Unfortunately for the Huskies, Spring Break at the school is not till next week so they were not able to go home after Monday night’s win. But they are getting some time for themselves.
“We have three days off right now so we just need to get in the gym and get some shots up when we feel ready,” Collier said. “In practice there is a different mentality with everything trying to get perfect because there is such a limited amount of time. If we lose the next game we’re done, so do or die.”
The Huskies will learn their NCAA draw this coming Monday when the 64-team field is announced.
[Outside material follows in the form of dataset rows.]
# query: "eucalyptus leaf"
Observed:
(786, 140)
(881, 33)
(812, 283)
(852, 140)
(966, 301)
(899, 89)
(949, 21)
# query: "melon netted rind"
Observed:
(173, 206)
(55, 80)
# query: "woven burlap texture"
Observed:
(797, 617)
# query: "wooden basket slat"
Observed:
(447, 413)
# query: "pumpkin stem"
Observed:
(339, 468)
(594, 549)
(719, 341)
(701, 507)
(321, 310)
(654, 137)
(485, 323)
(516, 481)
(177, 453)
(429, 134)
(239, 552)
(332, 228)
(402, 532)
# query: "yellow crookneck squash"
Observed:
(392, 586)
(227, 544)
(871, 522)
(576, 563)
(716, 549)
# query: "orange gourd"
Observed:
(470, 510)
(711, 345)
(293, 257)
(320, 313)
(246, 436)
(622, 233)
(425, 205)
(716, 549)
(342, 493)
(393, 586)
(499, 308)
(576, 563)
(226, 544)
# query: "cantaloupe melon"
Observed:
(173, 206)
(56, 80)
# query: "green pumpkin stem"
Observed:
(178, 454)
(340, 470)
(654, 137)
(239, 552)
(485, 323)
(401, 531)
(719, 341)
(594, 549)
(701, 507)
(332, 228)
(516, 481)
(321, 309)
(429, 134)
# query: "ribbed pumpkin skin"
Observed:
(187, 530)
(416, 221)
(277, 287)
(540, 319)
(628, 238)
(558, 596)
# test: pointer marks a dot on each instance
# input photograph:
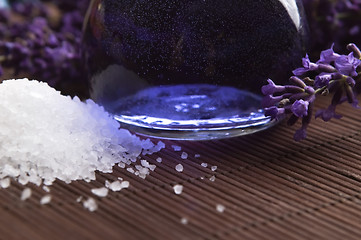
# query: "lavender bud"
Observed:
(326, 68)
(356, 51)
(297, 81)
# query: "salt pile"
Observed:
(46, 136)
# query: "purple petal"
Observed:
(328, 56)
(300, 108)
(347, 64)
(271, 88)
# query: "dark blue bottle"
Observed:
(190, 69)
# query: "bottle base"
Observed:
(191, 112)
(198, 130)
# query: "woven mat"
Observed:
(271, 188)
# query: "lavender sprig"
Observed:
(42, 40)
(333, 73)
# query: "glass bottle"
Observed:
(190, 69)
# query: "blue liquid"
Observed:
(191, 112)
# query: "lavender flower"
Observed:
(347, 64)
(41, 45)
(333, 73)
(300, 108)
(307, 66)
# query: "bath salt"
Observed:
(178, 189)
(46, 136)
(100, 192)
(116, 185)
(25, 194)
(46, 188)
(45, 200)
(5, 183)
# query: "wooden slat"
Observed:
(271, 186)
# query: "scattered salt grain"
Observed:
(184, 155)
(213, 178)
(100, 192)
(179, 168)
(60, 137)
(117, 185)
(121, 165)
(5, 183)
(178, 189)
(184, 221)
(45, 200)
(25, 194)
(176, 148)
(152, 167)
(144, 163)
(125, 184)
(46, 188)
(131, 170)
(90, 204)
(220, 208)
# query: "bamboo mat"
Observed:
(271, 188)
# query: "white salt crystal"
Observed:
(46, 188)
(176, 148)
(184, 155)
(45, 200)
(125, 184)
(144, 163)
(121, 165)
(90, 204)
(25, 194)
(152, 167)
(100, 192)
(46, 136)
(117, 185)
(204, 164)
(5, 183)
(179, 168)
(178, 189)
(220, 208)
(213, 178)
(184, 221)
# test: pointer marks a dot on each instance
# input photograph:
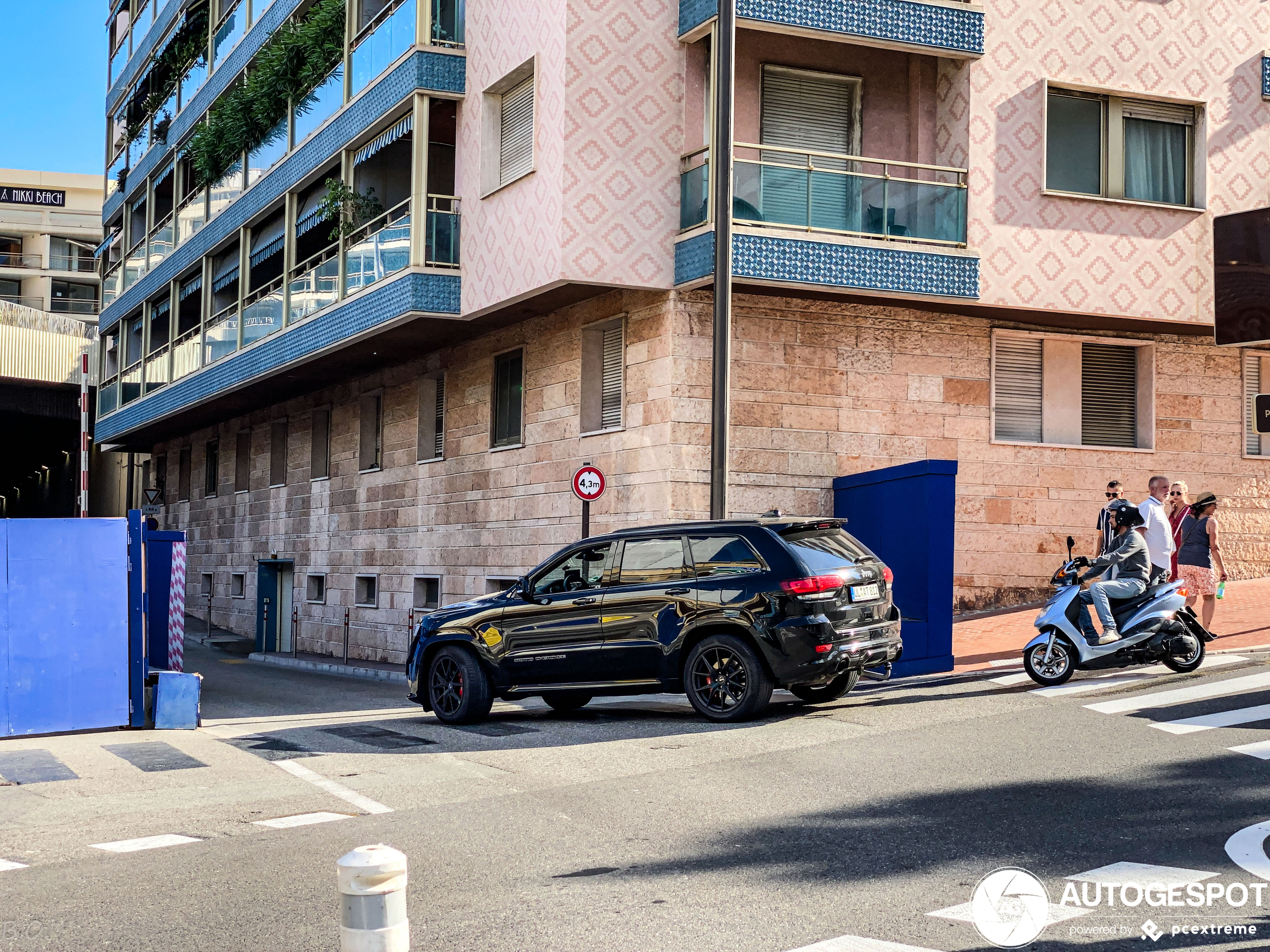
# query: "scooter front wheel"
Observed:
(1056, 671)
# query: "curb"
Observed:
(327, 668)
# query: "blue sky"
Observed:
(52, 111)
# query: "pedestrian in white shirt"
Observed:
(1156, 528)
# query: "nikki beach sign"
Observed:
(16, 194)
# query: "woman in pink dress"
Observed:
(1179, 503)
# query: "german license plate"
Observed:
(864, 593)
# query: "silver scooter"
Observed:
(1158, 626)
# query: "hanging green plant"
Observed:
(295, 60)
(347, 206)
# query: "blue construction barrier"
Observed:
(906, 516)
(64, 625)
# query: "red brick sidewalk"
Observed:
(1242, 620)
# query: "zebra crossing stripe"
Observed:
(1200, 692)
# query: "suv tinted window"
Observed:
(652, 560)
(723, 555)
(581, 569)
(824, 550)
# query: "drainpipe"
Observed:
(726, 46)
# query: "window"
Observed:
(1064, 390)
(278, 454)
(432, 419)
(184, 469)
(366, 592)
(211, 467)
(648, 561)
(243, 462)
(602, 366)
(427, 593)
(371, 441)
(508, 396)
(580, 570)
(723, 555)
(316, 589)
(507, 133)
(1256, 380)
(1120, 147)
(319, 450)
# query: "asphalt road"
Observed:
(633, 824)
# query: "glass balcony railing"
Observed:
(222, 335)
(184, 353)
(846, 194)
(191, 217)
(108, 396)
(379, 249)
(694, 188)
(441, 243)
(262, 313)
(448, 22)
(385, 40)
(135, 266)
(314, 285)
(160, 243)
(130, 384)
(158, 370)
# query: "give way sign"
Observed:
(588, 484)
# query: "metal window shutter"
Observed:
(440, 432)
(1252, 387)
(612, 380)
(1158, 112)
(516, 142)
(1109, 395)
(1019, 367)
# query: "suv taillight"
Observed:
(813, 586)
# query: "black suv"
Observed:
(722, 611)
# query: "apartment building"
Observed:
(380, 276)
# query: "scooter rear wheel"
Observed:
(1058, 669)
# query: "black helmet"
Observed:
(1126, 514)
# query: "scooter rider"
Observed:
(1130, 559)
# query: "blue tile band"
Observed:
(434, 294)
(906, 271)
(358, 117)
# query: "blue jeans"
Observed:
(1100, 594)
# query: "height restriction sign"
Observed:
(588, 484)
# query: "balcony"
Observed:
(946, 27)
(834, 220)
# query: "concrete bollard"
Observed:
(372, 901)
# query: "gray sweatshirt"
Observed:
(1130, 555)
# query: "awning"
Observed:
(310, 216)
(384, 139)
(267, 240)
(225, 271)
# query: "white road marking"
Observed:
(1248, 852)
(1200, 692)
(1207, 723)
(1144, 875)
(855, 944)
(284, 823)
(338, 790)
(132, 846)
(1056, 915)
(1260, 751)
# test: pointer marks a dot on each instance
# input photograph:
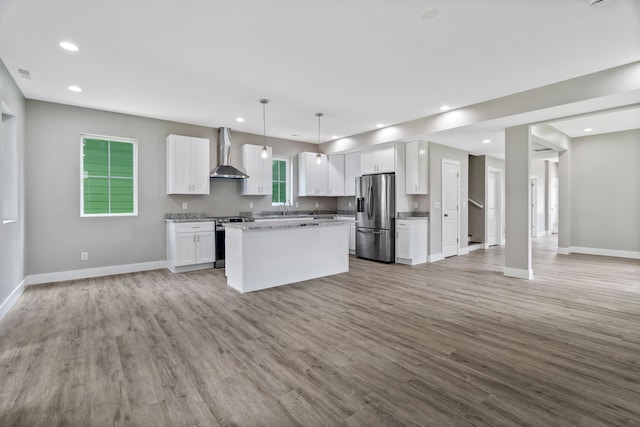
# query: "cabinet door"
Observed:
(416, 167)
(352, 171)
(313, 177)
(386, 158)
(185, 249)
(336, 175)
(200, 161)
(205, 247)
(403, 243)
(178, 158)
Samuelson plans to spend her free time before the Huskies’ NCAA draw at the Werth Champions Center continuing her rehabilitation from the back injury that sidelined her for the AAC Tournament.
“We have a few days off so I’m sure I’ll be in the gym,” Samuelson said. “I consider the training room at Werth as part of the gym. I’ve been shooting since it happened but we’ll see what I can do.”
Auriemma remains confident that the two-time All-American, who was hurt March 2, will be ready for the NCAA Tournament.
“It will be about three weeks,” he said. “I would think if she is not ready in three weeks that we have some serious issues. But there is no doubt in my mind that she is going to be ready to go. Every day she is better than the day before. She got whacked pretty good. That was a pretty good bruise. It wasn’t in her leg or her arm. It was in her back. That controls everything. But believe me, I am expecting her to play, and so is she.”
Samuelson is among five finalists for the Ann Meyers Drysdale Award as the nation’s top shooting guard. The other finalists are 2018 winner Asia Durr (Louisville), Arike Ogunbowale (Notre Dame), Maci Morris (Kentucky), and Kiana Williams (Stanford).